The automotive industry is highly competitive and manufacturers are often keen to explore bleeding edge technologies. Automotive lighting is no different – from Citroen’s directional headlamps on the DS in 1967, to BMW introducing High Intensity Discharge (HID) lights on the 7-Series in 1991, and more recently OLED interior lights, automotive lighting has always embraced the latest thinking. Whilst some of these technologies may have sunk without a trace (in the case of directional headlamps only to resurface a few decades later) many go on to become ubiquitous.
Whilst the automotive sector is primarily driven by safety and performance requirements, fashion and prestige also have a central role to play. New technologies tend to start off in the high-end marques and work their way down towards the economy ranges over time. Audi offered the world the first glimpse of LED lighting with the daylight running lights (DRL) on the R8 in 2004, now they’re standard throughout Audi’s range. Rear lights, stop lights, daylight running lights, indicators and interior lighting are now all dominated by LED technology. Even for older vehicles, LED substitutes for incandescent bulbs are available in many automotive parts stores.

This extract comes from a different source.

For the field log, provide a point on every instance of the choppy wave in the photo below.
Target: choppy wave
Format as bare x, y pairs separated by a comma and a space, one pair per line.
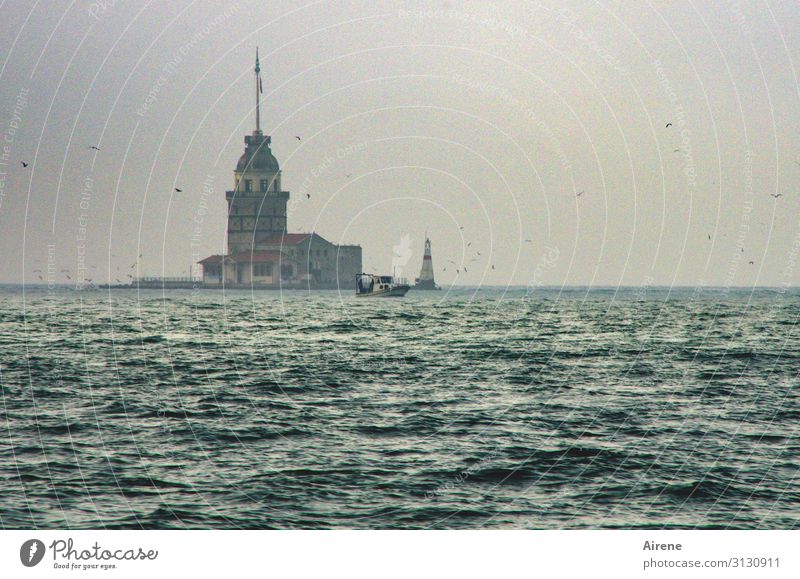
569, 409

Headlamps, being far brighter – and therefore far hotter – than any other automotive light source have proven the most challenging to replace with LEDs. By 2010 the first mechanically controlled LED headlamps were introduced on the BMW 7 series (the very same model that first featured HID lamps in ‘91). Now many manufacturers offer LEDs as standard or as an upgrade option on new models, but halogen and HID still dominate the market.

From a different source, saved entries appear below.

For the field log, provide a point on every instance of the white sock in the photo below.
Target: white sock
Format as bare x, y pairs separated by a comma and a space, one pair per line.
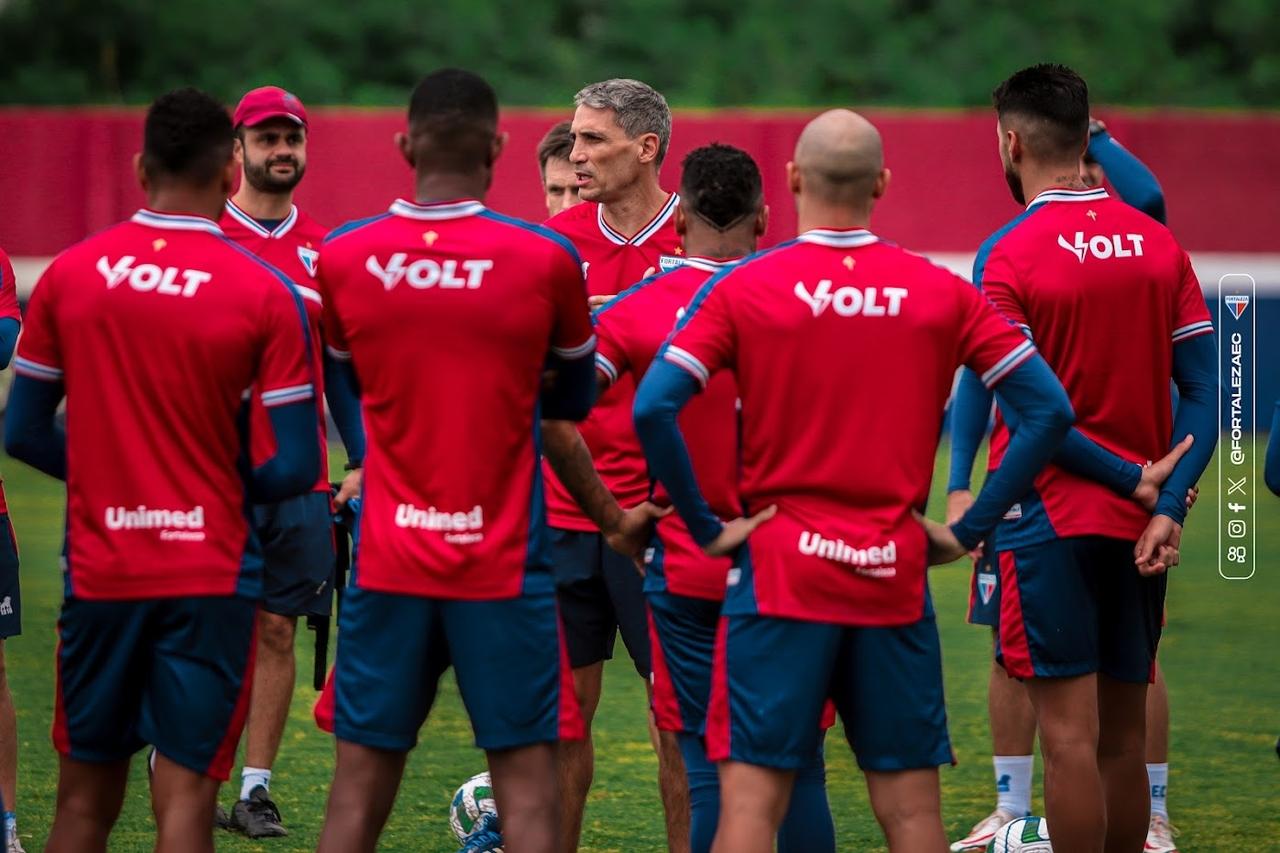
1014, 783
254, 776
1159, 776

However, alternative solutions are already out there (for full beam applications at least) using a technology more associated with science fiction. Powerful lasers, wavelength converted by a phosphor, bounced off mirrors and put through a lens, create a point light source a thousand times as bright as LEDs for around half the power. This light reaches twice as far as an LED headlamp, offering massively improved vision for the driver. However, it also costs as much as a new small car so until the price drops it really isn’t an option for the economy end of the market.
Forward facing cameras can capture real time feedback from the road and provide feedback to the system to allow headlamp beam shaping to be completely automated, eliminating glare for oncoming drivers. Later this controllability may extend to benefit cyclists and pedestrians as well.
However, there is the sticky issue of heat to deal with. All this technology relies on High Brightness LEDs (HB LEDs) and solid state lasers. Whilst these are considerably more efficient than incandescent lights they still get seriously hot and need cooling. Failure to keep them cool doesn’t just result in a burnt smell – it leads to the catastrophic failure of the device itself. Really not ideal if you’re driving home on a dark night.
This is where Nanotherm comes in. We work with leading LED and automotive manufacturers on both L1 (the packaged HB LEDs themselves) and on L2 modules – the PCBs that the LEDs (either packaged, bare die or CSP) are mounted onto. Our award winning solutions include our Metal Clad PCBs (MCPCBs) that offer a thermal performance of 115W/mK, and mechanically robust alternatives to ceramic for LED packaging with thermal performance of 152W/mK – a performance that rivals exotic material such as aluminium nitride. Unlike expensive ceramics our materials can be manufactured in large panels. By leveraging economy of scale our thermal management substrates drive down cost, helping to make LED lights affordable for all drivers.